Chemistry remains as much a craft as a science. The right tools support both well-practiced habits and bold leaps of imagination. Those who work each day at the lab bench—even across different continents or cultures—recognize the edge gained by consistent, well-characterized intermediates. Reports from university labs and manufacturing plants echo these stories: the difference between smooth progress and repeated setbacks often boils down to practical details in sourcing, handling, and applying staple materials.
What truly distinguishes 3,5-Dichloro-2-fluoropyridine from its counterparts isn’t buried in a spec sheet. Experienced hands will tell you it’s the combination of predictable chemical performance, adaptable reactivity, and a history of real-world application. Unlike bulk commodity chemicals, niche compounds like this one carve out their reputation over years of practical use and collective feedback.
Some labs will always experiment at the edges—catalysts with new ligand sets, custom synthesized starting materials, one-off functional groups. Yet for the bulk of everyday medicinal and materials chemistry, trusted, well-balanced reagents offer the best chance for productive, meaningful work. Colleagues who’ve made the switch to this compound rarely go back: once a clean, convenient route unfolds, the hurdles that deterred progress with other pyridines fade from memory.

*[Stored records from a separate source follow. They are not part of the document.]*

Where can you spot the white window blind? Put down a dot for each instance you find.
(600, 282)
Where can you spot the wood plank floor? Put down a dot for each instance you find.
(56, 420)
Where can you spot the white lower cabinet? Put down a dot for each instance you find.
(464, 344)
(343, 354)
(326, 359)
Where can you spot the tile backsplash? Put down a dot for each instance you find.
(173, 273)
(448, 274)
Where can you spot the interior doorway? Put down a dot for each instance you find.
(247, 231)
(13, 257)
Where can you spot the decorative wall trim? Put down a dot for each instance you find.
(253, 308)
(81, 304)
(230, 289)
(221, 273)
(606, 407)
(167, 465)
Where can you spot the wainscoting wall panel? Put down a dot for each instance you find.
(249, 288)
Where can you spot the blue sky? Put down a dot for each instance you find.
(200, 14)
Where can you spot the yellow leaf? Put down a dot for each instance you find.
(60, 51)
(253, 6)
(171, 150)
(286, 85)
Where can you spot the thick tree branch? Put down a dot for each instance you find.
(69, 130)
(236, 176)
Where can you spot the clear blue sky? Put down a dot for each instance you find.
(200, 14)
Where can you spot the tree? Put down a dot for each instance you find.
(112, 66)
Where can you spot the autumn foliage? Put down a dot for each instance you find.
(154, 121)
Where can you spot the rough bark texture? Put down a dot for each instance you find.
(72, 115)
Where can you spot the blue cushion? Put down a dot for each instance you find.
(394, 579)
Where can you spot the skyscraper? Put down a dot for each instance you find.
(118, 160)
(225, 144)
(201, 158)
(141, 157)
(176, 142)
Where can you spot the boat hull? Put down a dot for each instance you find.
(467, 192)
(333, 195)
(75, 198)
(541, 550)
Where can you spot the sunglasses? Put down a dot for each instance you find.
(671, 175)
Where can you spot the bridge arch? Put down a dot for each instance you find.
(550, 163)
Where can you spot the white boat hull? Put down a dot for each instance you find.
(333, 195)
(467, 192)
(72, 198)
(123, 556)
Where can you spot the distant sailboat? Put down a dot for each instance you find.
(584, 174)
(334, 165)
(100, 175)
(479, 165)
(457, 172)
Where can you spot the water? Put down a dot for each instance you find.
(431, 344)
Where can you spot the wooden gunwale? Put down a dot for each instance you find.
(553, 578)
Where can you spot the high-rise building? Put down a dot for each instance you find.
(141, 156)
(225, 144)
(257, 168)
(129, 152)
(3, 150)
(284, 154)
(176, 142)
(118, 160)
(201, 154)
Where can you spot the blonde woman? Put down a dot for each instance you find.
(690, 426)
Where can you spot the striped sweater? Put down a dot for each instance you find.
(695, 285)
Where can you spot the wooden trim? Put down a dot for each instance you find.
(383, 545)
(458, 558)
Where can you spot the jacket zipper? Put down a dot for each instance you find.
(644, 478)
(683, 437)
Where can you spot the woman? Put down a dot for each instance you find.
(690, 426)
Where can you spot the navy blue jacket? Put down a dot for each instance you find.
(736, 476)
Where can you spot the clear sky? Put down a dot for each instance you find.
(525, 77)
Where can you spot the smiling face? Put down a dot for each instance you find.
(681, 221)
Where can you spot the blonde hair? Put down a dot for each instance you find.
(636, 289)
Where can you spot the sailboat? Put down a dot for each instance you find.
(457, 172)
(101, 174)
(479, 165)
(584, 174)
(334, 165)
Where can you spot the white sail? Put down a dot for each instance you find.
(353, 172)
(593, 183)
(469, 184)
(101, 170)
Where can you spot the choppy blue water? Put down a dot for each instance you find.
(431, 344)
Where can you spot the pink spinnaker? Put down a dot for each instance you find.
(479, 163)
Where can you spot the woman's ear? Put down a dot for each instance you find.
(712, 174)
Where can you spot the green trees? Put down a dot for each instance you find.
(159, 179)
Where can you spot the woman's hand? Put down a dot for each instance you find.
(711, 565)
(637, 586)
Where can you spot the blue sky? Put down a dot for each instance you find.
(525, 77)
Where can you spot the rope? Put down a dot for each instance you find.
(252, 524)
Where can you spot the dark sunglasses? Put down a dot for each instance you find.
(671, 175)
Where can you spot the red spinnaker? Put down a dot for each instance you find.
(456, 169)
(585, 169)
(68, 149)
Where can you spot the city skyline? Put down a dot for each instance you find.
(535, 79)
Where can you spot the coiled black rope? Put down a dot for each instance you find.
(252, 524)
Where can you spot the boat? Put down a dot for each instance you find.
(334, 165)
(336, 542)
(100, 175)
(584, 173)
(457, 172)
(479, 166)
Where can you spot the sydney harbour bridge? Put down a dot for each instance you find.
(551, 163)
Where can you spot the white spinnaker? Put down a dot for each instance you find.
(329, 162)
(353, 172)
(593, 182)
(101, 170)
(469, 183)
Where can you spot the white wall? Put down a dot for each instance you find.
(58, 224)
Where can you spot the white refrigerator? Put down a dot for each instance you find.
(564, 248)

As the landscape of chemical research shifts, so does the toolkit available to innovators. 3,5-Dichloro-2-fluoropyridine finds itself at the heart of this evolution, tying old lessons in reliable synthesis to new ambitions in molecular design. Whether creating targeted therapies or robust new polymers, this compound serves those who demand more from each experiment.
By sharing best practices across teams and disciplines, everyone wins: lower risk of failed reactions, improved reproducibility, and easier compliance with evolving standards. Experienced researchers and greenhorns alike benefit from the experience accumulated daily in labs everywhere. 3,5-Dichloro-2-fluoropyridine stands out not because of a marketing pitch or a string of buzzwords, but through the quiet testimony of project managers, bench scientists, and support staff who build progress one experiment at a time.